SALT - Monday, 6 Av 5780 - July 27, 2020

  • Rav David Silverberg
            The Gemara in Masekhet Berakhot (33a; also in Sanhedrin 92a) comments, “Any person who has knowledge [dei’a] is considered as though the Beit Ha-mikdash was built in his lifetime.”  The basis for this association between “dei’a” and the Beit Ha-mikdash, as the Gemara explains, is the fact that both terms appear in a verse in Tanakh surrounded by Names of God.  A verse in Sefer Shemot (15:17) speaks of “makhon le-shivtekha pa’alta Hashem, mikdash Hashem konenu yadekha” – “An established place for Your residence, O God; the Sanctuary, God, which Your hands have set.”  In this verse, the word “Mikdash” is surrounded on either side by the Name of God.  And in a verse in Sefer Shemuel I (2:3), Chana exclaims, “Ki Keil dei’ot Hashem” – “For the Lord is an all-knowing God.”  In this verse, the word “dei’ot” – the plural form of the word “dei’a” – is surrounded by Names of God (“Keil” and “Havaya”).  The Gemara finds it significant that both “dei’a” and the Beit Ha-mikdash have this unique quality – being mentioned in between the Name of God – and infers from this common feature that a person with “dei’a” is considered as though the Beit Ha-mikdash was built in his time.
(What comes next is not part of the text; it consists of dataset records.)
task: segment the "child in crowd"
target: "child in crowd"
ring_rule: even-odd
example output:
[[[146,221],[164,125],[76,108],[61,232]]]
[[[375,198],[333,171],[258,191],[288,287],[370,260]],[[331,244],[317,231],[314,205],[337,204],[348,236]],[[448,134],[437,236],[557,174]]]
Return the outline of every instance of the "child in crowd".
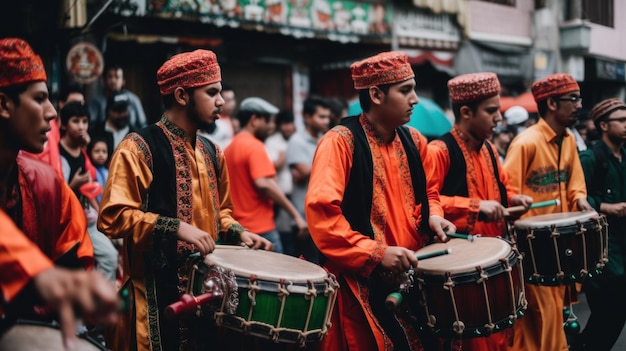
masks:
[[[102,186],[106,184],[109,178],[109,151],[106,140],[96,137],[87,145],[87,154],[91,160],[91,164],[96,169],[96,182]],[[102,200],[102,194],[96,198],[98,203]]]

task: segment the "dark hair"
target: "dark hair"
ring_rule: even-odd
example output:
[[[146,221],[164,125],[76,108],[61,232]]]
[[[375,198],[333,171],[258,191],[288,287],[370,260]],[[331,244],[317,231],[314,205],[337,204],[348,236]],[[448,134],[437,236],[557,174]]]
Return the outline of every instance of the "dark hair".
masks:
[[[281,110],[276,114],[276,126],[293,123],[295,121],[291,110]]]
[[[11,101],[13,101],[15,106],[19,106],[20,94],[28,89],[28,85],[30,83],[31,82],[0,88],[0,92],[6,94],[6,96],[8,96]]]
[[[318,107],[330,109],[330,106],[328,105],[328,101],[326,99],[322,98],[321,96],[311,95],[306,100],[304,100],[304,103],[302,105],[302,114],[313,115]]]
[[[59,94],[59,101],[67,101],[67,98],[72,93],[82,94],[83,96],[85,95],[83,88],[78,83],[71,83],[70,85],[68,85],[67,89],[62,90]]]
[[[68,102],[63,106],[59,113],[61,117],[61,125],[64,126],[72,117],[87,117],[89,120],[89,110],[78,101]]]
[[[480,105],[481,102],[483,102],[483,100],[452,104],[452,112],[454,113],[454,122],[458,123],[461,120],[461,107],[467,106],[469,107],[470,110],[472,110],[472,113],[475,114],[476,110],[478,110],[478,105]]]
[[[391,84],[383,84],[379,85],[378,89],[382,90],[383,93],[388,94],[390,87]],[[370,99],[369,88],[359,90],[359,103],[361,104],[363,112],[370,112],[370,109],[372,108],[372,100]]]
            What precisely does the Gemara mean by the word “dei’a” in this context, and what is the connection between this kind of “knowledge” and the Beit Ha-mikdash?
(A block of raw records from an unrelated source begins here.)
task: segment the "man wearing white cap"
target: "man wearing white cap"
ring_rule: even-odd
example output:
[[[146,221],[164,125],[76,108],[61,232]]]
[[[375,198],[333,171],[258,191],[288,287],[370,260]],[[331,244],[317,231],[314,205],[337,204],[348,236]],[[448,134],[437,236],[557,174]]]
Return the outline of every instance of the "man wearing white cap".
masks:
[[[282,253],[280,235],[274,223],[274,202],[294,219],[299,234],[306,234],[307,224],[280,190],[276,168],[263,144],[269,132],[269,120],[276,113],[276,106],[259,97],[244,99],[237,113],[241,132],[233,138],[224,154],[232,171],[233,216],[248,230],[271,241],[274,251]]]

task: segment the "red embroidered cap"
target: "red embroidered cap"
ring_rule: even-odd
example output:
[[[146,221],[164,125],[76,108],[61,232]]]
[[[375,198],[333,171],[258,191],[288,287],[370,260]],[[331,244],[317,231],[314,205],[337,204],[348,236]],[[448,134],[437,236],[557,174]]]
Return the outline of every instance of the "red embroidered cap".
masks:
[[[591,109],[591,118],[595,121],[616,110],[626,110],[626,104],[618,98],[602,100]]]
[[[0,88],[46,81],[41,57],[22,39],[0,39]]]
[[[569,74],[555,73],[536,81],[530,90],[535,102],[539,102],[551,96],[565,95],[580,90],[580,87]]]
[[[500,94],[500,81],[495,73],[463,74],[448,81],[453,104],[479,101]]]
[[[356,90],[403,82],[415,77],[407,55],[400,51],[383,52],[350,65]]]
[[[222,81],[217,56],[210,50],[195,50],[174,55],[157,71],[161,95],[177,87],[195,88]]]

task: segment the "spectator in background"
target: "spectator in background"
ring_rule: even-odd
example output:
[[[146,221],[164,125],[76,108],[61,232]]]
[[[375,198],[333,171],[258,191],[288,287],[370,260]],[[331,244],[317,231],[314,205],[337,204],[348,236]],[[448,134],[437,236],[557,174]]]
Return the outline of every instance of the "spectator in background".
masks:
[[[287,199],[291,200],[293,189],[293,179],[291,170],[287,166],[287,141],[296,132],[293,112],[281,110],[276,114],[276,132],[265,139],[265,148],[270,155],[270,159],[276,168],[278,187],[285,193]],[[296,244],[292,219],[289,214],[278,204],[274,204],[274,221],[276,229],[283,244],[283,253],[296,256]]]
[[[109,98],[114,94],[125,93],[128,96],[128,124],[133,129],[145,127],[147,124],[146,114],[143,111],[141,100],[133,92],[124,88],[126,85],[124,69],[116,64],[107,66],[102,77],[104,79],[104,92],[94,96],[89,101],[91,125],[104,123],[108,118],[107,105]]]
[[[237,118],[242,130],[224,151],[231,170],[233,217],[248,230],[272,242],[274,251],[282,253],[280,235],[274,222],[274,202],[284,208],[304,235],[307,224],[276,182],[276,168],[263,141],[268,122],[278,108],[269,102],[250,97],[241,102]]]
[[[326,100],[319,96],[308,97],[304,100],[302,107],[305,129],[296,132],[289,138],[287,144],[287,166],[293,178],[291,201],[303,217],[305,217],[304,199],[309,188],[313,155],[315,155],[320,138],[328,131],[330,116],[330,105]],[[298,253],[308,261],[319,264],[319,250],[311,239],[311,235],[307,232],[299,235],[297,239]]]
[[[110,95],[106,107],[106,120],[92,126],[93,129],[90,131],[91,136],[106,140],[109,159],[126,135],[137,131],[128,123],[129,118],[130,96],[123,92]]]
            One explanation (cited by Rav Elimelech Biderman, Be’er Ha-parsha, Devarim, 5779, pp. 7-8) is that this comment should be understood in light of the Gemara’s famous remark elsewhere (Yoma 9b) that the Second Temple was destroyed because of the sin of sin’at chinam (baseless hatred).  We overcome hatred and resentment when we live with firm faith in Providence, trusting that everything we endure is God’s will and intended for our ultimate benefit.  If we internalize this belief, then we will disregard wrongs committed against us without carrying with us the debilitating baggage of resentment and hostility.  And thus the Gemara associates “dei’a” – which this approach interprets as a reference to the wisdom of understanding that everything which happens has been decided by God – with the rebuilding of the Temple, as this mindset has the ability to rectify the ill of sin’at chinam on account of which the Temple was destroyed.
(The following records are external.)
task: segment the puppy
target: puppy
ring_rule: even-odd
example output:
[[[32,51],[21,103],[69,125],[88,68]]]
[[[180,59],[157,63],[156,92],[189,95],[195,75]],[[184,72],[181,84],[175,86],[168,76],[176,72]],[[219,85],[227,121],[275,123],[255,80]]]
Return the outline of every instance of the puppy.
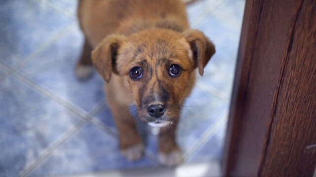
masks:
[[[194,87],[195,70],[203,75],[215,52],[213,44],[202,32],[189,29],[185,5],[179,0],[81,0],[78,14],[85,41],[78,76],[88,77],[93,63],[107,83],[122,154],[135,160],[144,150],[129,111],[133,104],[140,120],[163,128],[161,163],[180,163],[177,123]]]

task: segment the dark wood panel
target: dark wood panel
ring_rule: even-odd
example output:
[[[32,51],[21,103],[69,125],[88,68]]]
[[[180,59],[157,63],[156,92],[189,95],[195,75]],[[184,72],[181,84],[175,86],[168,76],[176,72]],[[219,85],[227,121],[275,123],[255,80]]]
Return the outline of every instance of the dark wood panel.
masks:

            Rav Baruch Weintraub explained the Gemara’s comment by focusing on the significance of the notion of a term being surrounded by the Name of God.  The Gemara perhaps viewed a word’s position between two instances of God’s Name as symbolic of connecting to Godliness, of extending beyond the confines of our physical existence to the realm of spirituality.  This is, in essence, the function of the Beit Ha-mikdash, as expressed in a number of statements by Chazal.  For example, tradition speaks of a heavenly Temple situated directly parallel to the Temple in Jerusalem – symbolizing the merging of heaven and earth at the site of the Temple.  Chazal understood that Yaakov dreamt his famous dream of the ladder extending from the ground to the heavens at the future site of the Beit Ha-mikdash.  Yaakov described the spot where he slept and beheld this vision as “the gate to the heavens” (Bereishit 28:17), the place on earth where one can experience the heavens.  The Beit Ha-mikdash is “surrounded” by God in the sense that its purpose is to connect the physical earth to the Almighty.  And, when the Gemara speaks of “dei’a,” it might refer to transcending our physical impulses and instincts, and living our lives governed by the mind, by our rational understanding of right and wrong.  Living with “dei’a” means living “surrounded” by God, extending beyond our physical existence to connect to Him.  “Dei’a,” according to this understanding, refers to directing our behavior based on the dictates of our mind, rather than the dictates of our physical being, and thereby living a life of spiritual meaning, connecting to our Creator.  When we live this way, we take a step toward the rebuilding of the Beit Ha-mikdash, as we help make the world holier, and Godlier, and worthier of His presence in our midst.